Agnihotri’s film — its content and tenor questioned by Indian and foreign critics — intended to highlight the violence against Pandits in 1990, and received staunch support from BJP governments across the country. But the new narrative seems aimed at rebuffing the thousands of agitating Pandit employees by playing down the militant threat to them.

The Pandit employees have slammed the government for failing to protect them against militant violence and sought relocation to Jammu, shredding the government’s all-iswell line in Kashmir.

The police tweet said that militants had killed three Pandits (apart from three other Hindus) and 15 local Muslims in 2022.

“During year, total 29 civilians killed by terrorists include 21 locals (6 Hindu including 3 KPs & 15 Muslim) and 08 from other states,” read the tweet from additional director-general of police Vijay Kumar.

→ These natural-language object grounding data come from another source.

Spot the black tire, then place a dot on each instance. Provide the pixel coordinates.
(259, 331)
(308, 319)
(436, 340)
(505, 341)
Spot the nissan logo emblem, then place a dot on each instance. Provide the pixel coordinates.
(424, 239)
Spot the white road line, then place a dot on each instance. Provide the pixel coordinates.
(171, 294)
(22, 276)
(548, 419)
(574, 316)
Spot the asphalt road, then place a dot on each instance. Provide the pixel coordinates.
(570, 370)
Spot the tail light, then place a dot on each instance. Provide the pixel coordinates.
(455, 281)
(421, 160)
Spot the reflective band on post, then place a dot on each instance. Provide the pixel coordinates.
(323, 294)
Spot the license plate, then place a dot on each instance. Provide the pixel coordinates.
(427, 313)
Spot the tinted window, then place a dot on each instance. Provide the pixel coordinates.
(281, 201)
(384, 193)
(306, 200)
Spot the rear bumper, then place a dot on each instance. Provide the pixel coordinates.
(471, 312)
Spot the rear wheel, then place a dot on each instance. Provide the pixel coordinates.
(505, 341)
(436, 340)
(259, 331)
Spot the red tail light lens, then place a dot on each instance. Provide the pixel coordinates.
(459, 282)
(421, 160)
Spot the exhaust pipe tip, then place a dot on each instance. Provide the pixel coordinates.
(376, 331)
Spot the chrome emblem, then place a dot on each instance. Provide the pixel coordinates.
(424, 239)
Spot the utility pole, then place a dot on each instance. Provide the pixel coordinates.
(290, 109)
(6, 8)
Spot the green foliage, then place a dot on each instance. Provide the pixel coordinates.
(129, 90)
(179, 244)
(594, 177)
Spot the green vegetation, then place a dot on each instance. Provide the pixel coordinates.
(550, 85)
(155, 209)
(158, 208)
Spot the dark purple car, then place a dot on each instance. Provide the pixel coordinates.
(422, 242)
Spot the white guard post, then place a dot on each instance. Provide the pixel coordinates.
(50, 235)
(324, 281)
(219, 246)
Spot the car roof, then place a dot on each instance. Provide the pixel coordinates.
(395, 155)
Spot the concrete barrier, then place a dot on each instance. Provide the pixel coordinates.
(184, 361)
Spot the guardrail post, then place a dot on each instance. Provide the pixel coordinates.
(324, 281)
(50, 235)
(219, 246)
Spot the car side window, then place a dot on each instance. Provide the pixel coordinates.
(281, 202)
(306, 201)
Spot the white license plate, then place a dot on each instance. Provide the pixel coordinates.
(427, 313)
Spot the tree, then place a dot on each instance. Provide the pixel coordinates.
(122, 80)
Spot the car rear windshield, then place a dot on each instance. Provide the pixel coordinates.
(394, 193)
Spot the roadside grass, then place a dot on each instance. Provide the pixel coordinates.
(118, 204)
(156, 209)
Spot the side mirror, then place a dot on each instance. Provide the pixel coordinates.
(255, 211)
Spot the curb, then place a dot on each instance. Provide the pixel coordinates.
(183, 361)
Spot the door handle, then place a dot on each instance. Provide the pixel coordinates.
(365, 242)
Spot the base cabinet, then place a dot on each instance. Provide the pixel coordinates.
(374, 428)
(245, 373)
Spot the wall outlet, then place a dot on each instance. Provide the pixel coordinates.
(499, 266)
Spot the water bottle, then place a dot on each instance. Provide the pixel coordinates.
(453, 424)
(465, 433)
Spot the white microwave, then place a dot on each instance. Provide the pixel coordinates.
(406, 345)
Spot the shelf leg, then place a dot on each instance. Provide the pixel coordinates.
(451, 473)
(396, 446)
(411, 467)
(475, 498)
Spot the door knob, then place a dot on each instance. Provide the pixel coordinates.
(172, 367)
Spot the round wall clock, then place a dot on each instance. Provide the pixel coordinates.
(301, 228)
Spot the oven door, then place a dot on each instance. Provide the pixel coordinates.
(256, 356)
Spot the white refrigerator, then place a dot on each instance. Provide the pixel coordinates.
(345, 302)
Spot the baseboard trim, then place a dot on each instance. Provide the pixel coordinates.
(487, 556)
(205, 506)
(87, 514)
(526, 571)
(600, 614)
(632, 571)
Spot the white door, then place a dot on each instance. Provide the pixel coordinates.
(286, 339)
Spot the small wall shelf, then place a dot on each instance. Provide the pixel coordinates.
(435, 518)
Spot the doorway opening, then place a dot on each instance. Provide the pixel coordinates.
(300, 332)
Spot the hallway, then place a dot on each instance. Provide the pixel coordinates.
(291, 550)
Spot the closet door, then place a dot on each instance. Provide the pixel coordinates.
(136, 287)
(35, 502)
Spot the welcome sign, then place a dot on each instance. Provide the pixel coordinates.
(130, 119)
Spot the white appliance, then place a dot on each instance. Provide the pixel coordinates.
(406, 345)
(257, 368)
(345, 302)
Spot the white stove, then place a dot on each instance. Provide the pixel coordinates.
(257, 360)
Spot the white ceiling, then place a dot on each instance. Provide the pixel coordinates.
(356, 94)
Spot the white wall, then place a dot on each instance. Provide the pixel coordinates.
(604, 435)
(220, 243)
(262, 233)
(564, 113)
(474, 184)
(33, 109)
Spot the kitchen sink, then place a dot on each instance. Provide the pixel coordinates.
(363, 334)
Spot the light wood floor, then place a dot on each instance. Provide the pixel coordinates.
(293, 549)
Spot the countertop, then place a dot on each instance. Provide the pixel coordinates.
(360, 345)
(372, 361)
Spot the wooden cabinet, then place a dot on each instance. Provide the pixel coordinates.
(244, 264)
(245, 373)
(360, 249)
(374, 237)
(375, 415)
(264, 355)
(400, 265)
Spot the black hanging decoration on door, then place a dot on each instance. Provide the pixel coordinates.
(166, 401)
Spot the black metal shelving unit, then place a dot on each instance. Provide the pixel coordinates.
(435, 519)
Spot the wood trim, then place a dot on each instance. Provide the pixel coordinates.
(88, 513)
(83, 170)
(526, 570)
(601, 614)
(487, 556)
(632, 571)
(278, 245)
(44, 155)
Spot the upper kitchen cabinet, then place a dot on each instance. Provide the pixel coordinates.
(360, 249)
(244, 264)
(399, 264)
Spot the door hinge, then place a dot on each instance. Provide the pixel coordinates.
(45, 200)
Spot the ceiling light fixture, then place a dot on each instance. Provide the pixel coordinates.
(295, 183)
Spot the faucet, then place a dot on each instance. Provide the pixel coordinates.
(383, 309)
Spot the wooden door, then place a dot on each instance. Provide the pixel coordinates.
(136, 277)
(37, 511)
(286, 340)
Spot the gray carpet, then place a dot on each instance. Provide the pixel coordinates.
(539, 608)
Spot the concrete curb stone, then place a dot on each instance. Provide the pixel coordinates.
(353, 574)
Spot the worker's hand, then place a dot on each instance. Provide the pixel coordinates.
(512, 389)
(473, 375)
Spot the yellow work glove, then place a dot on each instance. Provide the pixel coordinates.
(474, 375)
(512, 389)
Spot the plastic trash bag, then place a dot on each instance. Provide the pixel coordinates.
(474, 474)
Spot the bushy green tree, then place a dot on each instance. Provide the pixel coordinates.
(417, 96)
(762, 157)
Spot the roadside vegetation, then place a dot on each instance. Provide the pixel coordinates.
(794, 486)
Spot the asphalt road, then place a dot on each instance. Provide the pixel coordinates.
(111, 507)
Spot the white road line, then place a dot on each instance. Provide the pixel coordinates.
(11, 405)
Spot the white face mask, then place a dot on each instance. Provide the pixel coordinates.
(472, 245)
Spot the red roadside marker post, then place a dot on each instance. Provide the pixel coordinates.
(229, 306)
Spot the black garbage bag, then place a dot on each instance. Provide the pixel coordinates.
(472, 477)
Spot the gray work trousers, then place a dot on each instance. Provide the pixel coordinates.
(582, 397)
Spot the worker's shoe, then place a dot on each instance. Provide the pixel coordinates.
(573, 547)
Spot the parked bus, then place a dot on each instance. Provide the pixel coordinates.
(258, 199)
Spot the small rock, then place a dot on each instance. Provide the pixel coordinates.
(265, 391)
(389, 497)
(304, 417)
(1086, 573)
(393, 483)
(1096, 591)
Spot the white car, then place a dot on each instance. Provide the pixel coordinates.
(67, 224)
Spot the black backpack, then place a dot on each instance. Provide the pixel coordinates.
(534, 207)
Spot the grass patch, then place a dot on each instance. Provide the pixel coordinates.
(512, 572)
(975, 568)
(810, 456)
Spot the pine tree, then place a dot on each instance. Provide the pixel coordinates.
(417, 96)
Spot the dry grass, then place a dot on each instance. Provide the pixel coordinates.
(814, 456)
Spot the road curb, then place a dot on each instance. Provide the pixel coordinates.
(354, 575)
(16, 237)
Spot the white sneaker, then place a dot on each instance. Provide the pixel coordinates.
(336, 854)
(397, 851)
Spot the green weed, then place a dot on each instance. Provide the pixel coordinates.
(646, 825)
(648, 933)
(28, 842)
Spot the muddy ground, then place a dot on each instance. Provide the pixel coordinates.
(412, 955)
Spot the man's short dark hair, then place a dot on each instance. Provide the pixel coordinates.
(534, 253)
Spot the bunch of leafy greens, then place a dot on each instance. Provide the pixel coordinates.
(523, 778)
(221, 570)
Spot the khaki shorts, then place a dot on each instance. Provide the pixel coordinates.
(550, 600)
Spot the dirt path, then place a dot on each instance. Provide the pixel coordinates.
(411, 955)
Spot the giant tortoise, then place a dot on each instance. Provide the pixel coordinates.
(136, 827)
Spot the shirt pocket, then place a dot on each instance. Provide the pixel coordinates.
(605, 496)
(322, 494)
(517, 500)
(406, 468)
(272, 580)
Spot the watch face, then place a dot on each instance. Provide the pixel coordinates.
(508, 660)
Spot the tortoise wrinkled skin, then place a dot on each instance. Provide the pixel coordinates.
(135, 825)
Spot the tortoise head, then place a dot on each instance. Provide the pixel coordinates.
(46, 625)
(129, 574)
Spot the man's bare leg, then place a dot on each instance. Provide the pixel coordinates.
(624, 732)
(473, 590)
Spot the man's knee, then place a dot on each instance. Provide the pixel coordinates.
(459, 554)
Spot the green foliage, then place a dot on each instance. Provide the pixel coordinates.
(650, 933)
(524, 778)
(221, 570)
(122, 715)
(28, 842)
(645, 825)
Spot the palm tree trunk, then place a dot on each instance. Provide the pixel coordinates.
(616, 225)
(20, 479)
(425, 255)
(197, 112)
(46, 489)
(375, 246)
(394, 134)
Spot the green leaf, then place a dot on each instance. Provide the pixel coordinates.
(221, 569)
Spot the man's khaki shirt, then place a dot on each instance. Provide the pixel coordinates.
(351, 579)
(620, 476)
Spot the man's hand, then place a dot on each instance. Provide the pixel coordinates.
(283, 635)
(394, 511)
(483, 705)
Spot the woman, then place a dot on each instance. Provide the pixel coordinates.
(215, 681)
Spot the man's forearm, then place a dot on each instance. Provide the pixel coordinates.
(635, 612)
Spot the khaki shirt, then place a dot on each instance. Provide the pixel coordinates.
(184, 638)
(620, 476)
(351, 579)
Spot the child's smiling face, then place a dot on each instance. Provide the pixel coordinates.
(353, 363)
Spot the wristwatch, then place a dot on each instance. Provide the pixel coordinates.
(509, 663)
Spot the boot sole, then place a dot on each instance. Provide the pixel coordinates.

The tweet comes days after Sinha told an event in Delhi that people should stop seeing the killings in Kashmir through the lens of religion as people from other faiths too had been killed in the Valley.

For decades, the BJP and the Rightwing ecosystem have flagged the Pandits’ suffering, describing the killings and migration of 1990 as “genocide”, “ethnic cleansing” and “exodus”.

In March, Prime Minister Narendra Modi had launched a furious attack on critics of Agnihotri’s Kashmir Files, accused of demonising Kashmiri Muslims while depicting the attacks on Pandits in 1990.

Modi had said the film had rattled the “entire ecosystem” that claims to be the torchbearer of freedom of expression but does not want the truth to be told. He had told a BJP meeting that the matter was about presenting history “in the correct perspective”, which had been suppressed by the “poori jamaat (entire group)”.

But a few days ago, Sinha was quoted as saying: “It is true some Kashmiri Pandits became victims of targeted killings. But there is another side too. The country should stop seeing this issue on the basis of religion. A lot of other people have also been killed.”

Sinha’s remarks came after he had provoked criticism — even from some senior BJP leaders — by saying no salary would be paid to Pandit employees who refuse to join work in Kashmir.